Release v0.4.4 · air-gapped/lessence

Highlights

Smarter Grouping

The grouping engine compared lines byte-by-byte by position, so a single token inserted at the front of an otherwise identical line — a node name, a severity prefix — cascaded into "no match" and split what should have been one group. Grouping is now token-based (longest common subsequence over the normalized line), so insertions no longer break folds. On a real 70k-line kubelet log the same input compresses to 380 lines instead of 941, with distinct messages preserved — for example, 32 near-identical "Operation for volume X failed" groups that differed only in volume IDs collapse into 10 honest ones. --threshold keeps its meaning: the percentage of tokens two lines must share. One consequence: distinct-but-similar messages that clear the bar now genuinely fold — raise --threshold (e.g. 85) if you want per-message granularity in dense groups.

Pipeline-Clean stdout

lessence app.log | grep ERROR used to receive the statistics footer mixed into the log output. The footer now goes to stderr — stdout carries only log lines, no -q required for piping.
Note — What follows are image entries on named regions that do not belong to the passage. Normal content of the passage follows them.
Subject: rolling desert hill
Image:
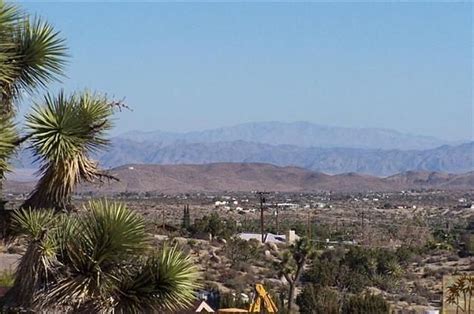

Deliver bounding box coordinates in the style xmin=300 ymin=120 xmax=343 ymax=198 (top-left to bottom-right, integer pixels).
xmin=119 ymin=121 xmax=449 ymax=150
xmin=6 ymin=163 xmax=474 ymax=194
xmin=14 ymin=122 xmax=474 ymax=176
In the same spirit: a misspelled input file now exits 1 (like cat and grep) instead of silently succeeding, so scripts notice.

Fewer False Detections

Five detectors learned to leave ordinary text alone:

the word "request" in plain prose is no longer rewritten as request_id=<UUID>
parenthesized counts like (3) or (137) are no longer rewritten as PIDs — a process name must be attached, sshd(1234)-style
epoch timestamps and hex-looking words ("defaced") are no longer eaten as hashes
dotted code identifiers like hibernate.SQL or scope.go are no longer detected as hostnames — and real hostnames now get their own FQDN category instead of masquerading as IPv4 addresses
--disable-patterns brackets/json/key-value now actually disables every matching detector (two ran unconditionally before)

Accurate Statistics

--stats-json and the JSON summary lumped ports into "ips", JSON tokens into "paths", and six unrelated categories into "percentages". Every pattern category now has its own counter — the numbers finally mean what they say.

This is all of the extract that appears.